「日本の道百選」に選ばれた「哲学の道」の名は、日本を代表する哲学者の西田幾多郎が散策しながら思索にふけったことから付けられました。銀閣寺と南禅寺を結ぶ琵琶湖疏水沿いのこの道は、桜の季節になると桜色のトンネルができ、その後は美しい新緑が頭上を覆います。秋になると木々の葉が色づき、紅葉を愛でることができます。たがが道、されど道。季節によってまるで別世界のようになるからこそ、哲学者を始めとした人々を引きつけているのかもしれません。

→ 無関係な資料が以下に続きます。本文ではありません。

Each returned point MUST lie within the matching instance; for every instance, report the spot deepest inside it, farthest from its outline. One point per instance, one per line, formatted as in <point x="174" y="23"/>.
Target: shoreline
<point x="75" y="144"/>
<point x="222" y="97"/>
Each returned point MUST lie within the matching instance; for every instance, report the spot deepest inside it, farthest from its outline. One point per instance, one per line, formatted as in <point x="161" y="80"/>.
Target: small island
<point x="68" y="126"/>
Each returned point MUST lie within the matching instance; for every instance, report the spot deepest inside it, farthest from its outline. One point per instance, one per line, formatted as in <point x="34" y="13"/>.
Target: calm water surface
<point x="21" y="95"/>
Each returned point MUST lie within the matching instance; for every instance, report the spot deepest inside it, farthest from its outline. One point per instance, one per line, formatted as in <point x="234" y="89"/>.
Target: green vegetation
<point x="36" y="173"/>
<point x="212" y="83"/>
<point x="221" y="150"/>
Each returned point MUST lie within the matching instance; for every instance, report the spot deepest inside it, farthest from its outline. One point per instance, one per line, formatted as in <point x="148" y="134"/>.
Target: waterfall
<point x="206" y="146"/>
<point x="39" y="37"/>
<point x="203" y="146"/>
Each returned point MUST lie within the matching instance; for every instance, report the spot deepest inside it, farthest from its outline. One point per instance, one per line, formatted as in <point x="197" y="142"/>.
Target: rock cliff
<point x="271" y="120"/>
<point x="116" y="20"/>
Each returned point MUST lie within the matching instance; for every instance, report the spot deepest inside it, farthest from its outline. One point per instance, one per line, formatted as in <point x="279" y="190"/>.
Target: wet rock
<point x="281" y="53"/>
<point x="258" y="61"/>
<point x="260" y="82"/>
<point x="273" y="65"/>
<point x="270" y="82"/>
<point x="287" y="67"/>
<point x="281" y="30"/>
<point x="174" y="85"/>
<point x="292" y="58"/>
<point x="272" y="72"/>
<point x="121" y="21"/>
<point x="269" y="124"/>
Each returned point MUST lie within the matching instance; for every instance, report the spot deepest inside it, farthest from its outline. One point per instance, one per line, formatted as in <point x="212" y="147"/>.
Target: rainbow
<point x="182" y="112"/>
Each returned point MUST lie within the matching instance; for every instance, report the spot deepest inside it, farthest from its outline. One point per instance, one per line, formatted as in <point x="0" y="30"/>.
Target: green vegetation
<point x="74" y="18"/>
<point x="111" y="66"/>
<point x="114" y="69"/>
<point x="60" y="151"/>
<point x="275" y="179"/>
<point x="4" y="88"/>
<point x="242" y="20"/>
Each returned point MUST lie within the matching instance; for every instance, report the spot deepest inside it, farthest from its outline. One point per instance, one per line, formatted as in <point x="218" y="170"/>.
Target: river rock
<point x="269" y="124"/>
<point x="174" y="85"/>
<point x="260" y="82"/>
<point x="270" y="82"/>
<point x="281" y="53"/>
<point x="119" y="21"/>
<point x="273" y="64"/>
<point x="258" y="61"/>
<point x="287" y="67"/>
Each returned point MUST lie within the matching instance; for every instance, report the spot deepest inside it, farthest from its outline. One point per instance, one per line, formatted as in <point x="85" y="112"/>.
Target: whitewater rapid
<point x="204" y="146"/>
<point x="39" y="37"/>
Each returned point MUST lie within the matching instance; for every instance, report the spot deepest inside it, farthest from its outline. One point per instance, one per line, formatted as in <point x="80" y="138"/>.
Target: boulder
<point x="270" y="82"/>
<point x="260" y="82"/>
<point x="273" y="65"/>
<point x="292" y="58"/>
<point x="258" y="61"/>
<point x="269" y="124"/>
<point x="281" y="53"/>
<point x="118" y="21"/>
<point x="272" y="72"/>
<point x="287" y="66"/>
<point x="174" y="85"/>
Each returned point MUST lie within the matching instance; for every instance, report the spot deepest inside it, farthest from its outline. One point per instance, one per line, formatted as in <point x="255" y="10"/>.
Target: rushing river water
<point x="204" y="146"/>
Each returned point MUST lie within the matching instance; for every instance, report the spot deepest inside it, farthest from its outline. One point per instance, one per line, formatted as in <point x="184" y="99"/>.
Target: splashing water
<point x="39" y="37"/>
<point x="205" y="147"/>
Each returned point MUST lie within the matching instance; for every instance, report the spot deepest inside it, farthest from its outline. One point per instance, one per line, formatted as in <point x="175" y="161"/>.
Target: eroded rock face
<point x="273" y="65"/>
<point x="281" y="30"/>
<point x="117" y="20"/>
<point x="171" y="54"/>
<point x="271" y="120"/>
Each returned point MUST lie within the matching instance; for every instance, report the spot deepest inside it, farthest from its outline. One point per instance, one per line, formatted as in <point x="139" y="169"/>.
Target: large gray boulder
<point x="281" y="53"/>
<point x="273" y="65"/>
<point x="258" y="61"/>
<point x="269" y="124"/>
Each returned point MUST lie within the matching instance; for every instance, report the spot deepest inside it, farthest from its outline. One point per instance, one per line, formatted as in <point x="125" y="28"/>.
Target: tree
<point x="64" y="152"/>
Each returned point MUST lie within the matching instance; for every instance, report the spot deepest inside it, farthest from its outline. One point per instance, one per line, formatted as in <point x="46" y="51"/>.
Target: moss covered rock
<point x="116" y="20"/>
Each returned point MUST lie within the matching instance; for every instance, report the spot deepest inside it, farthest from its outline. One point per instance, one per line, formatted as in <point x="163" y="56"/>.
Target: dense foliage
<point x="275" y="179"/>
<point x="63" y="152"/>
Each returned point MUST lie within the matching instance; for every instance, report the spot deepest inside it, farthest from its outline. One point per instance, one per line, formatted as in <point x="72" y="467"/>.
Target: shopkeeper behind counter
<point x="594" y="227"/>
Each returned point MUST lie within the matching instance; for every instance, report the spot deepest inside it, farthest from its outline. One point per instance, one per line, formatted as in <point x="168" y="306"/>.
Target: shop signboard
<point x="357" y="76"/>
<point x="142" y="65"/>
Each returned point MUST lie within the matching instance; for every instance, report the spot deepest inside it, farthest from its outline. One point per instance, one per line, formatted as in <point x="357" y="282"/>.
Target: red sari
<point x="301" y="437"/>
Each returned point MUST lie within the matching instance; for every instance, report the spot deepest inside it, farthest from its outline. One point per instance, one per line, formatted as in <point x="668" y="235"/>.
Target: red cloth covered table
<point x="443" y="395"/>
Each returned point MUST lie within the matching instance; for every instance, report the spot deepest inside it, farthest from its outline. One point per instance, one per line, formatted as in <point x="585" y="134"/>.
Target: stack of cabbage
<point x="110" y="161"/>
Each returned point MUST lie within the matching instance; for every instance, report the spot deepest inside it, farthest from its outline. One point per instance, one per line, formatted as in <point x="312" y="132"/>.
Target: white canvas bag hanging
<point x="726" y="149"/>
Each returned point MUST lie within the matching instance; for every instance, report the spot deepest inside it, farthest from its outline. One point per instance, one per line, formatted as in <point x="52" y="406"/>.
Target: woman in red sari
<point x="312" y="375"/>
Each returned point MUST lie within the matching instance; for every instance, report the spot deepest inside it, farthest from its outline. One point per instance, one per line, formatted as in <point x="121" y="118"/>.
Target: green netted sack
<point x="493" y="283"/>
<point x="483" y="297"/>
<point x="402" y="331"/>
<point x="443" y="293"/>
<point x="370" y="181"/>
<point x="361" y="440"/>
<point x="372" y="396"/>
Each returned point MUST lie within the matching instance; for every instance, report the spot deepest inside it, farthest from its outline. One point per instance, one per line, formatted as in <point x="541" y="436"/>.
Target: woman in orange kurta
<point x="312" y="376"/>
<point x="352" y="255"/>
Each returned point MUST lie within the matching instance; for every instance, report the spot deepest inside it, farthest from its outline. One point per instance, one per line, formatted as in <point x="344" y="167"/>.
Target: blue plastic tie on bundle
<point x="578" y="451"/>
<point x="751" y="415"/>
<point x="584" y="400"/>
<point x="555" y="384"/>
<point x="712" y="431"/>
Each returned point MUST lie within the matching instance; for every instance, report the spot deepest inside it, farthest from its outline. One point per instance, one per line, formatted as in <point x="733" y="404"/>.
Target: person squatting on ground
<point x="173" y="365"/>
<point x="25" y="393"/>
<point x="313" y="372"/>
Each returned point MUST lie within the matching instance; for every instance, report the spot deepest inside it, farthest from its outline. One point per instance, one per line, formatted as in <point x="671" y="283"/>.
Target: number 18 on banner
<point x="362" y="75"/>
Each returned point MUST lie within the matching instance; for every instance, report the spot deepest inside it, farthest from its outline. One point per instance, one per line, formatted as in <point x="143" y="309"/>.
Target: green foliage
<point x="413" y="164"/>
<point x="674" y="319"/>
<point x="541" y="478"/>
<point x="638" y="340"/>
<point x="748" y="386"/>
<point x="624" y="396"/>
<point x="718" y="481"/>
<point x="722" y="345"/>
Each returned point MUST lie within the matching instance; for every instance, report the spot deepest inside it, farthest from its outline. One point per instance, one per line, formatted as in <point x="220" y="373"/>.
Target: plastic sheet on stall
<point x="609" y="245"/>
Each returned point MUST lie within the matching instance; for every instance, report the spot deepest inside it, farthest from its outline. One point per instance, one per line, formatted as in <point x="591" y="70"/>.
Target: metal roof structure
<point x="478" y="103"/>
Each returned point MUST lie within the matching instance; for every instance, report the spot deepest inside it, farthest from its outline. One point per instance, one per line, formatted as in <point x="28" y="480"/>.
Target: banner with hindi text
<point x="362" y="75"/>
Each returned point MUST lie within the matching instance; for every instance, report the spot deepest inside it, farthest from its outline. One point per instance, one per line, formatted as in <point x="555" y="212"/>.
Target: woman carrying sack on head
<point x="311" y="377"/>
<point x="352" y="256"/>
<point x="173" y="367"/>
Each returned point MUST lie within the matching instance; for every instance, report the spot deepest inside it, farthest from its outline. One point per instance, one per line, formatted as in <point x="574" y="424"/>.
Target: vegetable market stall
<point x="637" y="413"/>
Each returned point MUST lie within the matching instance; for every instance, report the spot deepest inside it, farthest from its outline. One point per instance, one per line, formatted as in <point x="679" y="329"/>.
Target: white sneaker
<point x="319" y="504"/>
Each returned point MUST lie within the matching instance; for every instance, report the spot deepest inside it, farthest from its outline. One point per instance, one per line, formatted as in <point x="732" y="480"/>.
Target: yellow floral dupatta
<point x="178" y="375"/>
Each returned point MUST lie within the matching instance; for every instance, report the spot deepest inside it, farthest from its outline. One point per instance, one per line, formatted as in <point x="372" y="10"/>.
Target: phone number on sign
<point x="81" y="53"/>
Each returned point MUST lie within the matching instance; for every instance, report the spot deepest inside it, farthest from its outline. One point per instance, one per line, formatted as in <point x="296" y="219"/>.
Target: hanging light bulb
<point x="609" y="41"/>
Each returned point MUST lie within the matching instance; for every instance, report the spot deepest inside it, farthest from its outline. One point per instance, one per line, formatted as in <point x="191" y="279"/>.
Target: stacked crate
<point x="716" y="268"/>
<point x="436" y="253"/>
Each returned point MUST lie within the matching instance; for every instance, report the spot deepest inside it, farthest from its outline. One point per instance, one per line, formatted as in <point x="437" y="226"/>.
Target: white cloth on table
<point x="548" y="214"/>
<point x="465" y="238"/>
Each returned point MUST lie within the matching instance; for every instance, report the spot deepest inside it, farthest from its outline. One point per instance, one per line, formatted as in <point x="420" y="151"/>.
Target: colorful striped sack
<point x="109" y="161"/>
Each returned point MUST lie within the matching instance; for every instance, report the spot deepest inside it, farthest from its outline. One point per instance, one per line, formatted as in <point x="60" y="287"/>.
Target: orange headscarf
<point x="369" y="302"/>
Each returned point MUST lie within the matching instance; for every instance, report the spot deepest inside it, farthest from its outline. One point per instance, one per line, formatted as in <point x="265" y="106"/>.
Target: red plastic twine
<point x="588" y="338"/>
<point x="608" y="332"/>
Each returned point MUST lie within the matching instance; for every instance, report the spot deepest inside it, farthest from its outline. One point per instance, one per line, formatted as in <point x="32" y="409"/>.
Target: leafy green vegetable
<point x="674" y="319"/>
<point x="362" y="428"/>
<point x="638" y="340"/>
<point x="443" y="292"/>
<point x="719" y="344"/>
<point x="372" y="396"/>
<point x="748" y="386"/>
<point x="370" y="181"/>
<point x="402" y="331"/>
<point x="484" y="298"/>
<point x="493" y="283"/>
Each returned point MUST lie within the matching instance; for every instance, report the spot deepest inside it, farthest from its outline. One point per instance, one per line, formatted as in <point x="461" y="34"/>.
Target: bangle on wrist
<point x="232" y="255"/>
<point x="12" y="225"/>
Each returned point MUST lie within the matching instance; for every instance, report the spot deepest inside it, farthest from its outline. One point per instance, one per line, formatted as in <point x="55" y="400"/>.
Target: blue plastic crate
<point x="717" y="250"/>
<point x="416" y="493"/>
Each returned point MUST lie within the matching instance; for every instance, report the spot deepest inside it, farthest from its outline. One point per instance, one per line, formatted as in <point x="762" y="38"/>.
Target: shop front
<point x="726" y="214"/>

元は明治時代に整備され、いくつかの橋がかかった緑あふれる道でした。その道の片端のすぐ近くに佇むのが、室町8代将軍足利義政が創建した東山殿が後に禅寺になった銀閣寺。向月台と銀沙灘が印象的です。観音伝(銀閣)は、質素ながらもわび さびが表現されています。哲学の道を南へ行くと法然院や安楽寺、さらに紅葉の名所として名高い永観堂をはじめとした禅寺や寺院、神社のそばを通ります。
銀閣寺から南下しながら散策する人を最後に迎えるのが臨済宗南禅寺派の大本山、南禅寺。室町時代には日本禅宗で最も格式高い禅寺になりました。ここは見どころが多いのですが、なかでも「虎の子渡しの庭」と呼ばれる小堀遠州作の枯山水庭園や水路閣はお見逃しなく。さらに、京都三大門に一つに数えられる三門からは京都市を見渡すことができます。また、本格的な坐禅や写経を体験できるので心の安らぎとリセットを試みてはいかがでしょう。
哲学の道を散策するだけなら30分程で済みますが、道沿いには多くの見どころに加えてカフェにレストラン、雑貨店などがあります。寄り道しながらゆっくり過ごすのも良いかもしれません。
西田幾多郎: 1870(明治3)年生まれ、1945(昭和20)年没。京都大学教授、名誉教授銀閣寺: 拝観料有、季節によって変動。南禅寺: 境内自由。方丈庭園、三門は入場料有。